Not so much. Apple has never shared hard numbers on how many wearables it has sold, and doesn’t even break out Watch sales in its quarterly earnings report. Instead, the device is bundled into Apple’s “Other products,” which the company says includes, “Apple TV, Apple Watch, Beats products, iPod and Apple-branded and third-party accessories.”

These articles come out like clockwork every 3 months, as Apple’s earnings report draws near. Apple told us they were not going to report hard numbers on Apple Watch right from the start, six months before it shipped. They want to keep them secret for competitive reasons.

Two years and two iterations after its launch, the Apple Watch has not proven to be as indispensable as the iPhone, or even as lucrative as the Mac, the iPad, or Apple’s services businesses. It’s unclear whether an iPhone-like overhaul, or attempts to market the watch directly to athletes or millennials, will ultimately make a difference.

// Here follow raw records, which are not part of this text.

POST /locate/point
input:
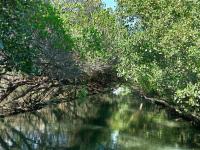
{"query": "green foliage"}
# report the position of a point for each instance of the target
(23, 24)
(163, 55)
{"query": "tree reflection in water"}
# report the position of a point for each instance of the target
(102, 122)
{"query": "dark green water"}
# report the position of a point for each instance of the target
(103, 122)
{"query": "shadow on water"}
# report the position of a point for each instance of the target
(103, 122)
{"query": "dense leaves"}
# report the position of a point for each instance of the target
(164, 54)
(154, 43)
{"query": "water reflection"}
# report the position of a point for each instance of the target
(103, 122)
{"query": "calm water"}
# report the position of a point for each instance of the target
(103, 122)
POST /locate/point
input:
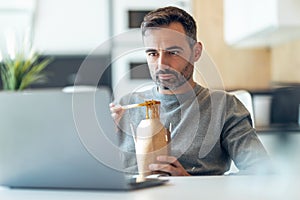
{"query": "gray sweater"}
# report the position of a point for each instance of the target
(209, 129)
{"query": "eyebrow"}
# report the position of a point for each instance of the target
(167, 49)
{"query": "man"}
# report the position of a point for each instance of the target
(209, 128)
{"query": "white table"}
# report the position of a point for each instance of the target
(183, 188)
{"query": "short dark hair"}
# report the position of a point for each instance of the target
(167, 15)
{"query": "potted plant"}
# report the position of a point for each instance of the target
(19, 72)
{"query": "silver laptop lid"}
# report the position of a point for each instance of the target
(53, 139)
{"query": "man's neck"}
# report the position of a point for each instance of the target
(180, 90)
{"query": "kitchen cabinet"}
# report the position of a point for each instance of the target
(71, 27)
(261, 23)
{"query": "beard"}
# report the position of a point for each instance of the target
(176, 79)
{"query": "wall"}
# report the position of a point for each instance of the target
(285, 61)
(238, 68)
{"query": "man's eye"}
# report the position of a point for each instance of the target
(174, 53)
(152, 54)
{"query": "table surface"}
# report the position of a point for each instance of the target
(201, 187)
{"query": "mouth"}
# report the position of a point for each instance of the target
(166, 76)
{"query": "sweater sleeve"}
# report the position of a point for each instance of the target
(240, 140)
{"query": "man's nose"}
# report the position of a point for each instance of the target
(163, 61)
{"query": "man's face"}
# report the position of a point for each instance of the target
(169, 56)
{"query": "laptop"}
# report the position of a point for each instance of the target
(55, 139)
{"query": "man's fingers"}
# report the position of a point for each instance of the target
(169, 159)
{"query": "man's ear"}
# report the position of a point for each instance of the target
(197, 51)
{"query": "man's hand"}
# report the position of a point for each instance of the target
(116, 112)
(170, 165)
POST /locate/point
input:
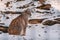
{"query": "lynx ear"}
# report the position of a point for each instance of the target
(28, 11)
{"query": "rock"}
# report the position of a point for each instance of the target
(41, 1)
(49, 22)
(35, 21)
(58, 19)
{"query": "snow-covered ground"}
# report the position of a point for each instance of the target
(36, 31)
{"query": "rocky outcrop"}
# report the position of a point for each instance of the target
(45, 7)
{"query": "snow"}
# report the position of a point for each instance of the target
(35, 32)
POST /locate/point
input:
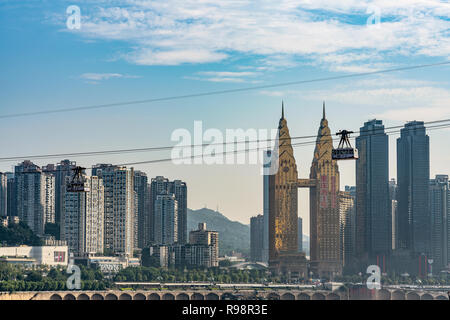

The nut of every “Apple Watch is a dud” story is the fact that its clearly not an iPhone-size business. But that can’t be the only measure of success. The iPhone is the biggest and most successful consumer product in the history of the world. Nothing compares to the smartphone market, and it’s possible nothing else will in our lifetimes. You and I may never again see a product as profitable as the iPhone — not just from Apple, but from any company in any industry. Or maybe we will. It’s a complete unknown.

But if Apple gets it into its head that they should only work on iPhone-sized opportunities, it would paralyze the company. In baseball terms, it’s fine for Apple to hit a bunch of singles while waiting for their next home run. According to Apple, they had more watch sales by revenue in 2015 than any company other than Rolex, and Apple’s “Other” category, which is where Watch sales are accounted for, had a record-breaking holiday quarter three months ago, suggesting strongly that Watch sales were up over the year-ago holiday quarter.

These two facts are both true: Apple Watch sales are a rounding error compared to the iPhone, and Apple Watch is a smash hit compared to traditional watches and other wearable devices.